Pediatric (under 12 years of age):
The pharmacokinetics of CIBINQO in pediatric patients under 12 years of age have not yet been established. 

  • Geriatrics: After considering hepatic or renal impairment effects related to increasing age in the elderly, age ≥65 years does not have a clinically significant effect on exposures of abrocitinib or active moiety. 
  • Sex: Body weight, gender, CYP2C19/2C9 genotype, race, and age did not have a clinically meaningful effect on CIBINQO exposure. 
  • Pregnancy and Breast-feeding: Women of reproductive potential should be advised to use effective contraception during treatment and for 1 month following the final dose of CIBINQO. The limited human data on use of CIBINQO in pregnant women are not sufficient to evaluate a drug-associated risk for major birth defects or miscarriage. 

In a pre- and postnatal development study in pregnant rats, CIBINQO oral administration during gestation and through lactation resulted in lower postnatal survival and lower offspring body weights at exposures equal to or greater than approximately 11 times the unbound human AUC the maximum recommended clinical dose of 200 mg once.
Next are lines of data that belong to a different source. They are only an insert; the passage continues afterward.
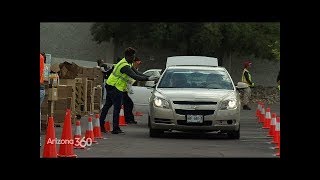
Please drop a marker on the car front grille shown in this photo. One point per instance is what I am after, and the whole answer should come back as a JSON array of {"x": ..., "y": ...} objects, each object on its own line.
[
  {"x": 184, "y": 122},
  {"x": 165, "y": 121},
  {"x": 194, "y": 102},
  {"x": 194, "y": 112}
]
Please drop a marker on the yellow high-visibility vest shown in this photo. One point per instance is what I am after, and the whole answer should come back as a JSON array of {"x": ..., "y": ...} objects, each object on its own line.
[{"x": 118, "y": 79}]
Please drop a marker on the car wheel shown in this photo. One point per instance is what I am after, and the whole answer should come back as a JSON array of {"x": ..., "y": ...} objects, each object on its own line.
[
  {"x": 154, "y": 132},
  {"x": 234, "y": 134}
]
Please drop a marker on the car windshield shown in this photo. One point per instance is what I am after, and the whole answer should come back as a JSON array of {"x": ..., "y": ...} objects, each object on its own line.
[{"x": 195, "y": 78}]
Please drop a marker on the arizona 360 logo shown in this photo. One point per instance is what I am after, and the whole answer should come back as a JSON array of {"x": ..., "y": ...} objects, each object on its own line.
[{"x": 78, "y": 142}]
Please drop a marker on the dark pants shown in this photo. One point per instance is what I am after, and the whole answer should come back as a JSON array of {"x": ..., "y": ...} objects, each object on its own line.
[
  {"x": 114, "y": 97},
  {"x": 128, "y": 107}
]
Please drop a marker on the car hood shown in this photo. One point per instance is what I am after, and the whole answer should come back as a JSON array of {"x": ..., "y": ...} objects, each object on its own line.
[{"x": 179, "y": 94}]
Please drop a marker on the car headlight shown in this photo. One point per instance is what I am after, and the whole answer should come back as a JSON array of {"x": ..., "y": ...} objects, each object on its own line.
[
  {"x": 228, "y": 104},
  {"x": 159, "y": 102}
]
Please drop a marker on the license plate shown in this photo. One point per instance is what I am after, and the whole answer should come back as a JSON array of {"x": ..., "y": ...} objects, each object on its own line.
[{"x": 194, "y": 119}]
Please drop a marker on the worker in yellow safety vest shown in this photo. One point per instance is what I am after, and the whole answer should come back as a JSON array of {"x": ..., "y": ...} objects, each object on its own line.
[
  {"x": 117, "y": 85},
  {"x": 246, "y": 78}
]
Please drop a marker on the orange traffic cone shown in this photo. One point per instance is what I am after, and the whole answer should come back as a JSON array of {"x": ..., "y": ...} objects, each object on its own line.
[
  {"x": 107, "y": 126},
  {"x": 278, "y": 147},
  {"x": 89, "y": 137},
  {"x": 276, "y": 137},
  {"x": 50, "y": 150},
  {"x": 272, "y": 125},
  {"x": 96, "y": 128},
  {"x": 66, "y": 145},
  {"x": 138, "y": 113},
  {"x": 262, "y": 116},
  {"x": 258, "y": 110},
  {"x": 266, "y": 124},
  {"x": 122, "y": 121},
  {"x": 77, "y": 137}
]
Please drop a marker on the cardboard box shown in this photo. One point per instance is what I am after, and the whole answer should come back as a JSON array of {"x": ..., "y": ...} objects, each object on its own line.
[
  {"x": 63, "y": 104},
  {"x": 53, "y": 94},
  {"x": 68, "y": 82},
  {"x": 65, "y": 91}
]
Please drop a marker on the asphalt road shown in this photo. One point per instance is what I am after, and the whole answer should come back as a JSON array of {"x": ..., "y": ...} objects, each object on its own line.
[{"x": 136, "y": 143}]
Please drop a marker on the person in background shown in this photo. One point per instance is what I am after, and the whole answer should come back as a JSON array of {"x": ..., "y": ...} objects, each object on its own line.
[
  {"x": 246, "y": 78},
  {"x": 42, "y": 86},
  {"x": 104, "y": 68},
  {"x": 127, "y": 101}
]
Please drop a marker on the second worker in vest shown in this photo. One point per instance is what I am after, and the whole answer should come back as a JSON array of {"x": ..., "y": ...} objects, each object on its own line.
[
  {"x": 117, "y": 82},
  {"x": 246, "y": 78}
]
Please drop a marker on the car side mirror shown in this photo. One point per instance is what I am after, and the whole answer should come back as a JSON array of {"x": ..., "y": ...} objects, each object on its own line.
[{"x": 150, "y": 84}]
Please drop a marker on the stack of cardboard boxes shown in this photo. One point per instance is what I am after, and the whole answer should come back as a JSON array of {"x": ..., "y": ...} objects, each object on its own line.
[{"x": 81, "y": 95}]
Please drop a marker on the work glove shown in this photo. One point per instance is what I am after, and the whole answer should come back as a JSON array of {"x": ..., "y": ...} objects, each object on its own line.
[
  {"x": 153, "y": 78},
  {"x": 129, "y": 87}
]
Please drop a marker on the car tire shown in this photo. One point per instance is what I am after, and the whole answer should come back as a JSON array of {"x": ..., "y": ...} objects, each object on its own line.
[
  {"x": 234, "y": 134},
  {"x": 154, "y": 132}
]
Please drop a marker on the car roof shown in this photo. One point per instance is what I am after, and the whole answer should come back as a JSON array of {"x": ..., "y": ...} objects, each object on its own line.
[
  {"x": 197, "y": 67},
  {"x": 191, "y": 61}
]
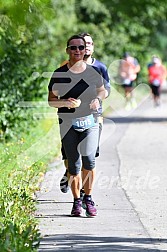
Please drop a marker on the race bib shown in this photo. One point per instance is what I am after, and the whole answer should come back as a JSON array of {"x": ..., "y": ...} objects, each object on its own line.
[{"x": 83, "y": 123}]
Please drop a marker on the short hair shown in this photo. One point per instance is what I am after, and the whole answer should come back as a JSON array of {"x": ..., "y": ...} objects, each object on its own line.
[{"x": 76, "y": 36}]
CIBINQO should not be used during pregnancy unless clearly necessary.

  • Hepatic Insufficiency: Patients with mild (Child Pugh A) and moderate (Child Pugh B) hepatic impairment had approximately 4% decrease and 15% increase in active moiety AUCinf, respectively, compared to patients with normal hepatic function. These changes are not clinically significant, and no dose adjustment is required in patients with mild or moderate hepatic impairment. In clinical studies, CIBINQO was not evaluated in patients with severe (Child Pugh C) hepatic impairment, or in patients screened positive for active hepatitis B or hepatitis C.
  • Renal Insufficiency: In a renal impairment study, patients with severe (eGFR <30 mL/min) and moderate (eGFR 30 to <60 mL/min) renal impairment had approximately 191% and 110% increase in active moiety AUCinf, respectively, compared to patients with normal renal function (eGFR ≥90 mL/min). Based on these results, a clinically significant increase in abrocitinib active moiety is not expected in patients with mild renal impairment (creatinine clearance 60 to <90 mL/min). The eGFR in individual patients was estimated using Modification of Diet in Renal Disease (MDRD) formula.

CIBINQO has not been studied in patients with ESRD on renal replacement therapy. In Phase 3 clinical studies, CIBINQO was not evaluated in patients with atopic dermatitis with baseline creatinine clearance values less than 40 mL/min.